Der Traum eines Novums

Die 37-Jährige läuft in der deutschen Hauptstadt auch um ein historisches Novum, denn noch nie hat eine Läuferin aus Nordamerika den wichtigsten Marathon in Deutschland gewonnen. Auch bei den Männern gab es noch nie einen nordamerikanischen Sieg. D’Amato selbst, die im Jänner den Houston Marathon mit einer frenetischen Leistung von 2:19:12 Stunden gewonnen hat, träumt in Berlin von großen Taten. „Ich würde gerne schneller laufen als in Houston. Ein Rennen dieser Qualität wie den Berlin Marathon zu gewinnen ist eine riesige Ambition meiner Karriere, es wäre ein Traum“, sagte die US-Amerikanerin beim gestrigen Pressetermin in Berlin.
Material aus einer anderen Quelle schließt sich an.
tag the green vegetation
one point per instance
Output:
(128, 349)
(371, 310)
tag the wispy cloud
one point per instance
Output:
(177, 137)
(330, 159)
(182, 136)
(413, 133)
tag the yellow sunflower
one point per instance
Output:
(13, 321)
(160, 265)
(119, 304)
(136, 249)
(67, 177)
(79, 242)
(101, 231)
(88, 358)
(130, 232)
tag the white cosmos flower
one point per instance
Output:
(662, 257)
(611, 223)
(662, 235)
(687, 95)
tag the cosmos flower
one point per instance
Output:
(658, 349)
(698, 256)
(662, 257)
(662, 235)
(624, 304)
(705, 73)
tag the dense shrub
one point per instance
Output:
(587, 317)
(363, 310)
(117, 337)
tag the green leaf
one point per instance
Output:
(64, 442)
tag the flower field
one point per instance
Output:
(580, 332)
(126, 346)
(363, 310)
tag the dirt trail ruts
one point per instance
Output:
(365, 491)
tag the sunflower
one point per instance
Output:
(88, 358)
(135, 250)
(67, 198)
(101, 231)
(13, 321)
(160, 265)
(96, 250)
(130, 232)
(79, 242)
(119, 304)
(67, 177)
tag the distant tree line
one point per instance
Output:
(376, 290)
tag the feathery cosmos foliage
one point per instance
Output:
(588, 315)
Für einen Sieg, glaubt D’Amato, würde am Sonntag aber eine Leistung in der Nähe des Streckenrekords von Gladys Cherono (2:18:11) gefragt sein. In Form ist D’Amato nach der verhätnismäßig kurzen Pause nach ihrem letzten Marathon bei der WM in Eugene: Vor drei Wochen gewann sie den US-Titel im 20km-Lauf im Duell mit Emily Sisson, wobei das Tempo dabei fast auf dem Niveau des US-Halbmarathonrekords war.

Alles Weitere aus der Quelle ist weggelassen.